Here’s another example where the model probably took something Obama said about supporting the Fed and put in “Trump”. The tweet below shows one of the many examples where Trump criticised the Fed harshly in public. This obviously doesn’t chime with the model-generated text at all.
“President Trump today expressed strong support for the policies of the FOMC. In taking the discount rate action, the Board approved requests submitted by the Boards of Directors of the Federal Reserve Banks of New York, Philadelphia, Atlanta, Chicago, St. Louis, Minneapolis, and San Francisco…”

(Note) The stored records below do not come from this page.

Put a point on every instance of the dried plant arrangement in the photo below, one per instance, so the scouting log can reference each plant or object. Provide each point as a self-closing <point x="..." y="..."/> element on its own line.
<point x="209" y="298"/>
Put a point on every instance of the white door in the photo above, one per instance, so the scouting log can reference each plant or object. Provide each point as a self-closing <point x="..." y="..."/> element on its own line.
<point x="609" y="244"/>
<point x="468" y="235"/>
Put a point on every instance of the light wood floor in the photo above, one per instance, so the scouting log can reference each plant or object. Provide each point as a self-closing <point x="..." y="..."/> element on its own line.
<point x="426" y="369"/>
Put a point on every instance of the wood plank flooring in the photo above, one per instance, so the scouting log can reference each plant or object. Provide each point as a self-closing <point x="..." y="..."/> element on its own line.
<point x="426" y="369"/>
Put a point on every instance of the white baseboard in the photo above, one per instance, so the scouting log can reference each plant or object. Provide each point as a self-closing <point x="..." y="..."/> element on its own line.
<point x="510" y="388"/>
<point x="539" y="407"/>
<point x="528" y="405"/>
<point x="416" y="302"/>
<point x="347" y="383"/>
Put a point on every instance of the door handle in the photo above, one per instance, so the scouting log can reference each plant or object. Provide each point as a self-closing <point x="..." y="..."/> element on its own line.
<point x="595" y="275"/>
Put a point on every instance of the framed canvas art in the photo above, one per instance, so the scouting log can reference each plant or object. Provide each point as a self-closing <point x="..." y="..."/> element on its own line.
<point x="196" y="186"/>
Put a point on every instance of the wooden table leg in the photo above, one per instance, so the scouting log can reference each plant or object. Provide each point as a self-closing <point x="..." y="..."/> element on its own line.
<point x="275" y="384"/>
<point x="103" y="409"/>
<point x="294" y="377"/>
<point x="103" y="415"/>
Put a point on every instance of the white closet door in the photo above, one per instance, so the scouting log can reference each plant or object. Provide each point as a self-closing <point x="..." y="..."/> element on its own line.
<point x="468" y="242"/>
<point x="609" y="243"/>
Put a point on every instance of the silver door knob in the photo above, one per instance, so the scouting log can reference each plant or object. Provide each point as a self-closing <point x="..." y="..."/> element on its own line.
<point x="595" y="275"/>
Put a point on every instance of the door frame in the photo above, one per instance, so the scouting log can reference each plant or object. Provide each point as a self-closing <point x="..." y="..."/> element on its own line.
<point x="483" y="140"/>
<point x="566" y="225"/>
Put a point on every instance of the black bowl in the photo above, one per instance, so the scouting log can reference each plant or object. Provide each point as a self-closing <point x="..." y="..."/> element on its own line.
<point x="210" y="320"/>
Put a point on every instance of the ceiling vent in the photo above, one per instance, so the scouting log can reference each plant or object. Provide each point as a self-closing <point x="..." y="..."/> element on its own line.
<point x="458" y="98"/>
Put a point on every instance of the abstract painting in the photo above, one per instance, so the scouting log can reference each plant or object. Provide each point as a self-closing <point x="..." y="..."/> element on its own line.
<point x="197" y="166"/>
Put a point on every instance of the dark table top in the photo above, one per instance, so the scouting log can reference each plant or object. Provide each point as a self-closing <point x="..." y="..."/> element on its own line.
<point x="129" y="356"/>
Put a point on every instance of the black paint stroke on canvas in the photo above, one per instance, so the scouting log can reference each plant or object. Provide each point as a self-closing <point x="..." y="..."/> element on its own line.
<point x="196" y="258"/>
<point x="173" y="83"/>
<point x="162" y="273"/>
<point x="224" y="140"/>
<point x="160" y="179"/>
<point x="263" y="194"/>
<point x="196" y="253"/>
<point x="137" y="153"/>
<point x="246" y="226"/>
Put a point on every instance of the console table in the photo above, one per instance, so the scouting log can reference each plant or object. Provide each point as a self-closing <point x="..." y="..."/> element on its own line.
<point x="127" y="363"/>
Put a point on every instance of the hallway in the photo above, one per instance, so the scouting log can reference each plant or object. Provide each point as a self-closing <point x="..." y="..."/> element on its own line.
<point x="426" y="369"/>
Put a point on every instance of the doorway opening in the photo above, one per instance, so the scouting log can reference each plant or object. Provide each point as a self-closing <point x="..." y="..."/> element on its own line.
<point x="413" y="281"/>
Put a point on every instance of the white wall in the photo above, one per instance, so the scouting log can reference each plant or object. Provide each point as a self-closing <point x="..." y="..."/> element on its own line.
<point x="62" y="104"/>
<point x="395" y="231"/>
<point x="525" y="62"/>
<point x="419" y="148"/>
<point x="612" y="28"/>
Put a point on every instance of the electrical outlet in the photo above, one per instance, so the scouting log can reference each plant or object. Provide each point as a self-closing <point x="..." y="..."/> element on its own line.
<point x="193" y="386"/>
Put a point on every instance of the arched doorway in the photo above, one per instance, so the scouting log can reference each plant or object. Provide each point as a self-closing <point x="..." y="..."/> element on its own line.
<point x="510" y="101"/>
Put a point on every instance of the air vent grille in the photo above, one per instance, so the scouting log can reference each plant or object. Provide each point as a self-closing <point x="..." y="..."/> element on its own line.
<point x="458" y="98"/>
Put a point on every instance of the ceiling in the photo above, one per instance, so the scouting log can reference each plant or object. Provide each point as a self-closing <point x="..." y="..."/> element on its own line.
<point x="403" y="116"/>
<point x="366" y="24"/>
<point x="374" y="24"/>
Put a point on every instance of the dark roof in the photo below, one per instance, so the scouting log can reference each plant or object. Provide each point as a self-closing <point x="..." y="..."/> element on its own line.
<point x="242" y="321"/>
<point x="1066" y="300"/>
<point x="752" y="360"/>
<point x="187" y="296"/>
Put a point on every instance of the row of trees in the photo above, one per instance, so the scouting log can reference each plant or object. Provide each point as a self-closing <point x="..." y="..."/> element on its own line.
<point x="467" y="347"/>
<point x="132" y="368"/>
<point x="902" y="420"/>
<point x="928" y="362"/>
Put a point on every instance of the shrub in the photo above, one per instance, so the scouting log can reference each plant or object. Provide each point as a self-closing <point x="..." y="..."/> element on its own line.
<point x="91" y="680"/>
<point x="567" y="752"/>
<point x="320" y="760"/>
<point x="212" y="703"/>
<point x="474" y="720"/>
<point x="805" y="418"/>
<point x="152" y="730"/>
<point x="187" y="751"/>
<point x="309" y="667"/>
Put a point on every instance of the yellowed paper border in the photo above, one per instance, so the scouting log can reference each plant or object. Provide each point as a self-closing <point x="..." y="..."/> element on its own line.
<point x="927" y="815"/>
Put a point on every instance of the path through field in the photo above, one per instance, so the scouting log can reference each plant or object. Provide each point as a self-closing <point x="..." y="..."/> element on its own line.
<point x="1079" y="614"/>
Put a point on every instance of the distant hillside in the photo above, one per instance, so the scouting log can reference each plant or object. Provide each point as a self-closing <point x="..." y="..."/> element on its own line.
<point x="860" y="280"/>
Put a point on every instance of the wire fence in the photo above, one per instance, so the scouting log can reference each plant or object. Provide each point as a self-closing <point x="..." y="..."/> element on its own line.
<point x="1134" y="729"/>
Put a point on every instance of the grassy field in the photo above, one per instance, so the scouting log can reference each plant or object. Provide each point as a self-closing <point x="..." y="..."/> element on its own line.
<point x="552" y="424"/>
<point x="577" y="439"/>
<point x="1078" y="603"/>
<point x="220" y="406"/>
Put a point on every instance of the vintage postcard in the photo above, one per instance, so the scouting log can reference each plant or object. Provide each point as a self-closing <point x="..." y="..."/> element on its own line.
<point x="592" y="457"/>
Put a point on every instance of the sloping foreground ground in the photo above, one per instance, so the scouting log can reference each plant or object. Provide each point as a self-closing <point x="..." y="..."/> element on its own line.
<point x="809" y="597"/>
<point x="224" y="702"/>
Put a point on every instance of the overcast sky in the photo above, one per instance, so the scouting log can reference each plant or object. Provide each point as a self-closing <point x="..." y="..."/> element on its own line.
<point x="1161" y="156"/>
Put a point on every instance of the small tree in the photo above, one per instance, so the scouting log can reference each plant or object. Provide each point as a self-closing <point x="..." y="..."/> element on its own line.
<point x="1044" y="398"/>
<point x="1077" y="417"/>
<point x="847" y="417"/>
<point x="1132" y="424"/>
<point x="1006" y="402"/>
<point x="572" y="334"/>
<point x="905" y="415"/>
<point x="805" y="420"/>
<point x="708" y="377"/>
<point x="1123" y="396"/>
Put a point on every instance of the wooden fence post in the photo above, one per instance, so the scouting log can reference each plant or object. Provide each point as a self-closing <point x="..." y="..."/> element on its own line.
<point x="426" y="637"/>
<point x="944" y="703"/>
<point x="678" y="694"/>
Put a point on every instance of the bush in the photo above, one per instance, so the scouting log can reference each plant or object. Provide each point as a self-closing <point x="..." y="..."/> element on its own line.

Bearing in mind that the model used barely more than an hour to fine-tune itself, the results are still remarkably good and with some light human editing they can be close to perfect.
OpenAI has decided to not to release the really big language models that produce even higher-quality text than the medium-size models used here — yet. The obvious concern is that these larger model might be used to generate unprecedented amounts of fake news that cannot be identified as such anymore because it is too similar to human-written text. This is a real risk, but possible solutions are in the works, e.g. verified sources an identification systems.
The unrealised potential of such self-trained language models are significant, because the algorithm develops a real understanding of the text. The use case of summarisation alone could be huge, e.g. the model processes large amounts of text (in English and other languages) and instantly summarises the content in “its” own words. This would benefit all kinds of decision makers — from foreign policy to trading in financial markets.